Showbiz celebrities should be prepared for public scrutiny
Politics and entertainment are often seen as separate domains. But in the age of the internet and social media, the line has become increasingly blurred.
Politics and the entertainment business are often seen as two separate spheres. Yet they converge when showbiz celebrities stir trouble for what they say or do. Actors and singers being caught in political rows are not uncommon in the cross-strait and Hong Kong contexts. The case involving Taiwanese K-pop singer Chou Tzu-yu shows a political faux pas could escalate into a controversy that even had an impact on the island’s presidential election.
If a survey is any guide, more than a million young voters went to the polls or changed their vote shortly after the 16-year-old had been forced to apologise for holding the Republic of China’s flag during an earlier show. She was first branded as “pro-independence” by a mainland-based Taiwan artiste, who portrays himself as a whistle-blower of politically incorrect behaviour in the industry.

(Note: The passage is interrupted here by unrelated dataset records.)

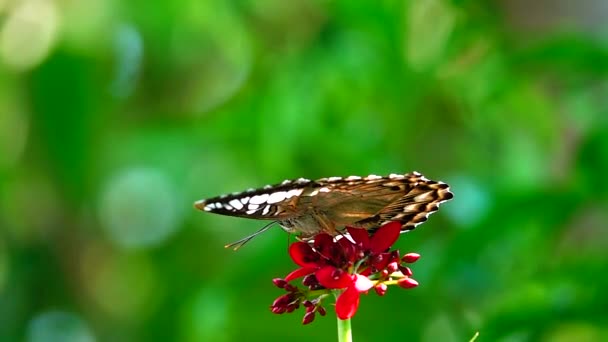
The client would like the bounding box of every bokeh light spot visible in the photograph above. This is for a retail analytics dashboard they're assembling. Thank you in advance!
[80,247,159,321]
[98,168,182,249]
[442,176,491,228]
[172,1,251,113]
[0,0,59,71]
[0,90,28,169]
[406,0,455,71]
[26,311,95,342]
[110,24,143,99]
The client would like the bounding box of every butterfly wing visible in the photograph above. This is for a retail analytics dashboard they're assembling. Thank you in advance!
[194,172,453,235]
[193,178,313,220]
[309,172,453,232]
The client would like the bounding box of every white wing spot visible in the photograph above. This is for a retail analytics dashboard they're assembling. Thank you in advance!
[267,191,287,204]
[366,175,382,180]
[241,197,250,204]
[247,204,259,210]
[389,173,404,179]
[246,209,257,215]
[345,176,361,180]
[327,176,342,181]
[250,194,269,205]
[286,189,303,198]
[214,202,222,208]
[310,187,330,196]
[262,205,271,215]
[229,199,243,210]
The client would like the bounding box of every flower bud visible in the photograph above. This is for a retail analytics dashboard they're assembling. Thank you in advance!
[284,284,297,292]
[402,253,420,263]
[302,311,316,325]
[272,278,287,288]
[387,261,399,273]
[374,283,388,296]
[399,265,413,277]
[390,250,401,262]
[271,307,286,314]
[398,277,419,289]
[302,274,318,287]
[273,293,295,308]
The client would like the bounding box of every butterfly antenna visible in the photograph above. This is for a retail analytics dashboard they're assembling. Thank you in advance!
[224,221,278,250]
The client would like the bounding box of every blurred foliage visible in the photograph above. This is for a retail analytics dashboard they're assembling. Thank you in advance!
[1,0,607,341]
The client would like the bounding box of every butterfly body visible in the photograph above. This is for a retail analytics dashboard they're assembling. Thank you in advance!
[194,172,453,240]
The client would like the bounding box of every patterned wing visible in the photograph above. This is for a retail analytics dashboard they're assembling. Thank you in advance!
[194,172,453,235]
[193,177,314,220]
[309,172,453,233]
[357,173,452,232]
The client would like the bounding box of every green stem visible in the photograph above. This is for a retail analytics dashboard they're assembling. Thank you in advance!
[332,289,352,342]
[336,316,352,342]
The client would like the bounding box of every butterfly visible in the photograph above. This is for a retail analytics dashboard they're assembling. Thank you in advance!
[194,172,453,248]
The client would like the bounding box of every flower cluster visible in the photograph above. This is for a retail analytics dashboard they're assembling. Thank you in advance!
[270,221,421,324]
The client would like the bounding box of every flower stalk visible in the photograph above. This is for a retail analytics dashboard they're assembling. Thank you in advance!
[337,315,352,342]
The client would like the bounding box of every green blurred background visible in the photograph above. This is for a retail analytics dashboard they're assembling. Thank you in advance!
[1,0,607,341]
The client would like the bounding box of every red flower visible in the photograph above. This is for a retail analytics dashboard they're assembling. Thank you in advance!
[347,221,402,254]
[270,221,422,323]
[334,273,375,319]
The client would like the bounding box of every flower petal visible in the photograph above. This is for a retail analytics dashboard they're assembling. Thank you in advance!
[289,242,319,267]
[285,267,317,281]
[315,266,353,289]
[371,252,391,270]
[359,267,372,277]
[346,226,370,249]
[312,234,335,260]
[337,237,358,263]
[370,221,402,254]
[352,274,374,292]
[336,286,361,320]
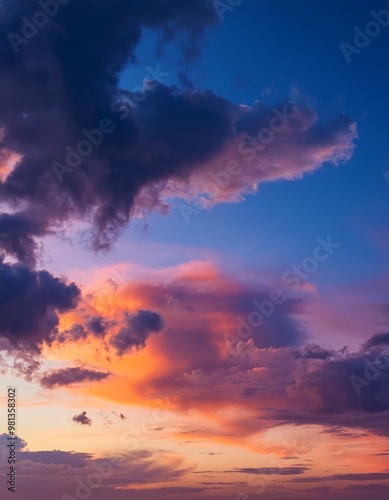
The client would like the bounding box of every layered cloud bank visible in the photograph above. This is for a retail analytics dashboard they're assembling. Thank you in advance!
[4,260,385,445]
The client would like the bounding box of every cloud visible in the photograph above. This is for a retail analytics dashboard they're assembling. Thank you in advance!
[112,411,126,421]
[56,323,87,343]
[72,411,92,426]
[286,348,389,415]
[3,434,388,499]
[225,466,309,475]
[56,316,114,343]
[12,351,41,380]
[294,344,335,360]
[0,260,80,353]
[19,450,93,468]
[363,332,389,350]
[291,472,389,482]
[109,309,164,356]
[0,433,27,452]
[162,102,357,209]
[86,315,110,337]
[43,262,388,442]
[2,435,196,493]
[0,0,356,263]
[40,367,111,388]
[0,211,47,266]
[0,0,220,256]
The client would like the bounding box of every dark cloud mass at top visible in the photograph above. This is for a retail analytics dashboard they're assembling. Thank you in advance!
[0,0,223,254]
[0,0,356,260]
[0,0,221,356]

The teenage idol won public sympathy not only for her political innocence. There were debates on whether she had crossed the line by waving the flag, which is seen as acceptable under the “One China” principle endorsed by the mainland and Taiwan in 1992. State media on the mainland later sought to clear her of any wrongdoing, saying the criticisms were unfair.
Local artistes are no less susceptible to political rows. Our increasingly charged political atmosphere and growing integration of different entertainment industries across the border mean singers and actors can get themselves into trouble inadvertently. Some figures also knowingly weigh into politics, as shown in the pro-democracy Occupy movements and other sensitive issues involving the mainland authorities. They still face a backlash in Hong Kong and across the border.
Arguably, showbiz and politics are best left as two domains. But in the age of the internet and social media, the line has become increasingly blurred. What is meant to be personal act and opinion may soon be publicised and politicised. Public figures and celebrities should be prepared for close public scrutiny of what they do and say.